Posted by: Ohyeah | Oct 11, 2007 12:44:49 PM
A couple of comments:
Reader -- the 1864 Congress you keep referring to (in addition to creating the Freedman's Bureau) also segregated schools in the District of Columbia. Was this an endoresement of AA? (It might also demonstrate something about the footing on which Bolling v Sharpe and Brown v. Board are based)
C. Sadler -- perhaps you should actually go to law school before waxing knowledgable about the law. Black was a big proponent of incorporating the bill of rights to apply to the states - not the reverse (applying 14th to the feds). In addition, even though you botch it above, there were actually 2 cases: Hearts of Atlanta v US and Katzenbach v McClung. "Hearts" was about applying federal law to prevent discrimination BY PRIVATE ACTORS, rather than by a government actor (state or fed). To me, the case is total BS because the Court could have reached the same result with Sec. 5 of 14th Amend (which grants Congress the power to pass laws to enforce the purpose) in a much more honest fashion then doing what they did -- extending the commerce clause (again) to reach the hotel that was located near a highway. Katzenbach is the related case that applied to restaurants. For the same reason, I think it's BS.
Also, C. Sadler - w/r/t your final comment. Ignorant, tow-the-line, black liberals have no voice in mine either.
Posted by: Johnny | Oct 16, 2007 11:11:28 PM
Johnny -- perhaps what that 1860s Congress info indicates is that it's folly to be a slave to "original intent." It's often terrible, contradictory, and bizarre. Words like "cruel & unusual" and "equal protection" are words that demand interpretation afresh with each new generation. The Founders didn't intend to freeze us in time -- Jefferson certainly didn't anyway.

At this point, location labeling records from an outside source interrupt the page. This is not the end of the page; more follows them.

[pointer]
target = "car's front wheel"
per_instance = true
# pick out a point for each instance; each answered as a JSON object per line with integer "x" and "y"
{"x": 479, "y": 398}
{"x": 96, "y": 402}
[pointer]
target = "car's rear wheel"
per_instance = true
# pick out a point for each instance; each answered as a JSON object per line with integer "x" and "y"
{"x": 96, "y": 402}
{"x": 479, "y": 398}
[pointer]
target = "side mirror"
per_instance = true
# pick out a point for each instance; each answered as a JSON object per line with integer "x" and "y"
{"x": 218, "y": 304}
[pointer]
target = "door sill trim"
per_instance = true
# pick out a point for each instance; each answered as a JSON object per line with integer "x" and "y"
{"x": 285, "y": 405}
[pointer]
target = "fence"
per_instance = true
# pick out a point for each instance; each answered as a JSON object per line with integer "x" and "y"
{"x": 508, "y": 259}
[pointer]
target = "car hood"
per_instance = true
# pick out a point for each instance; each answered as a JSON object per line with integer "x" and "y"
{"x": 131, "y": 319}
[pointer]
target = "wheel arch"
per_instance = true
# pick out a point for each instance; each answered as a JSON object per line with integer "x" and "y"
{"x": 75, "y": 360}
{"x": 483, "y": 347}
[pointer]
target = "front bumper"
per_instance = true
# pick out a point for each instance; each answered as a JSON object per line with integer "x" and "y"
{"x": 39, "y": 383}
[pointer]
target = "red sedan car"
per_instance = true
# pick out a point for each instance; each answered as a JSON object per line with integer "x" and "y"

My point in referring to the 1860s Congress is simply that Thomas has no principles. He is a hack. His beloved methodology of Originalism goes out the window whenever it produces a result he politically dislikes. I'm not an Originalist, and I reach my results in these cases on other grounds of interpretation.
Posted by: Reader | Oct 17, 2007 11:54:21 AM
You would think that if you grew up to be one of the 20 most powerful people in the country with a life-time appointment you would quit playing the victim role. Mr Thomas is exactly what is wrong with this country and that is sad that his anger lashes out at "whitie" when he has achieved the pinnacle of the legal profession.
Posted by: Brad | Oct 28, 2007 4:47:45 AM
Steven Souter's comment about a Supreme Court that is "anti-victim, pro-criminal..." is very interesting. I wonder where he finds these criminals rights. It seems to me that they are the rights of citizens to protect us from an overreaching government. If I recall my political history, those are the rights that our forefathers fought & died to establish and to preserve. Those rights are the Conservative values that I believe in. The only rights we can give up our our rights... siding with the state over the rights of the individual is the Liberal position... at least it used to be when those words had meaning.
As to being 'anti-political speech,' if anyone really thinks that our current system of political contributions is speech and not bribery, then they understand nothing about the value of money or the nature of corruption. The fact that "America has the best government money can buy." is not a compliment to our "democracy" and it does not bode well for our future.
Posted by: Joey Tranchina | Mar 25, 2008 1:37:33 PM
Another interesting discussion of Affirmative Action. And what precisely were Clarence Thomas' qualifications to nominated to the highest court in America?